People is 2 times of body biologies (diploid genome), and most gene only has two copies, but also has some bases
Because having multiple copies.The gene of multicopy has the variation of copy number, such as DEFB1-3 genes, in height on the different person
Plus with rope people its copy number variation between 2-12, the bright seminar in direction finds Chinese's DEFA1-3 gene copy numbers
Variation is between 2-16.It has now been found that the variation of DEFA1-3 gene copy numbers may be related to human disease's development prognosis, especially
It is infectious diseases.
Method at present through commonly used measurement gene copy number has three kinds i.e. qPCR, paralog ratio test
And multiplex ligation-dependent probe amplification (MLPA) (PRT).They are in specific design
It is upper different, but the principle all used is exactly the gene dosage that DEFA1-3 is measured to be copied with one or more
Gene dosage of the number without variation is compared, and DEFA1-3 copy numbers are inferred with this.Early stage has more above-mentioned three kinds of the research of scholar
Method, it is most accurate in these three methods, most reliable method to find MLPA, but its shortcoming is exactly that method is complicated, is taken
Long, the expense for measuring a sample is higher.MLPA principle be using hybridization probe method amplification DEFA1-3 and other
30 genetic fragments, then calculate DEFA1-3 by comparing DEFA1-3 fragments with the amount of other genetic fragments product after amplification
Copy number.
Therefore, develop a kind of easy, the time-consuming short, cost of method low, and accurately and reliably determine DEFA1-3 gene copies
Several methods is particularly important.

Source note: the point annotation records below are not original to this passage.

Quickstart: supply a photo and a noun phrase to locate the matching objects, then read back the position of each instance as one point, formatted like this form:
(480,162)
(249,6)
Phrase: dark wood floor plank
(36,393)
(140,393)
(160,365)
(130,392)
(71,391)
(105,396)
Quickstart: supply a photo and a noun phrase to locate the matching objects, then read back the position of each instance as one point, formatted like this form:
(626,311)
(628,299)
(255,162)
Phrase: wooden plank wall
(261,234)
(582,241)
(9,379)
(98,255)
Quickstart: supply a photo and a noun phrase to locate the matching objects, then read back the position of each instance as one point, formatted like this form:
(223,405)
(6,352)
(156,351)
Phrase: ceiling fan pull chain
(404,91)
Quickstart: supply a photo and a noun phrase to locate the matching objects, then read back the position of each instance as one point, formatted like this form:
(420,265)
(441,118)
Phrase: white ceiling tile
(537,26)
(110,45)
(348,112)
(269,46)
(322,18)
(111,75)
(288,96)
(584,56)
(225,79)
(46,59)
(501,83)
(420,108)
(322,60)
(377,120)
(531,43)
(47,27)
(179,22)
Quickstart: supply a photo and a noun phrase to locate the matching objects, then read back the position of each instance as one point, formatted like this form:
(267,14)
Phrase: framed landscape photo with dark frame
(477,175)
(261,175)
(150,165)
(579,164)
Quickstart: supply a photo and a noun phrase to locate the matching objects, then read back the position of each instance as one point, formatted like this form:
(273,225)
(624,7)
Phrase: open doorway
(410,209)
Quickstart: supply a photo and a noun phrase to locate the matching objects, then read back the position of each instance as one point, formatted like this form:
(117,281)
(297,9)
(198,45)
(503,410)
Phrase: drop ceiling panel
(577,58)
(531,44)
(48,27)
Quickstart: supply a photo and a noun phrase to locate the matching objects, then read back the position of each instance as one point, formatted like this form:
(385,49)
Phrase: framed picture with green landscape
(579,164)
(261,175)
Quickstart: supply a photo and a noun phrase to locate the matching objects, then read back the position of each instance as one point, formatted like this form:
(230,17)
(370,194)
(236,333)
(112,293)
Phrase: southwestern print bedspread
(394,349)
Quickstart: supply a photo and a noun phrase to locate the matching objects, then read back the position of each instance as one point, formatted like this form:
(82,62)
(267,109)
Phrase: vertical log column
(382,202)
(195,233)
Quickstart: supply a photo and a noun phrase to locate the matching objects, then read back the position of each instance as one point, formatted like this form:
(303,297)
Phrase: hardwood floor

In view of this, it is special to propose the present invention.
The content of the invention
First purpose of the present invention is to provide a kind of kit of measure DEFA1-3 gene copy numbers, of the invention
Second purpose is to provide application of the mentioned reagent box in DEFA1-3 gene copy numbers are determined, the 3rd mesh of the invention
Be a kind of assay method of DEFA1-3 gene copy numbers is provided, fourth object of the present invention is to provide said determination
Application of the method in DEFA1-3 gene copy numbers are determined, DEFA1-3 copy number sides are determined to alleviate present in prior art
Method is complicated, and time-consuming, costly technical problem.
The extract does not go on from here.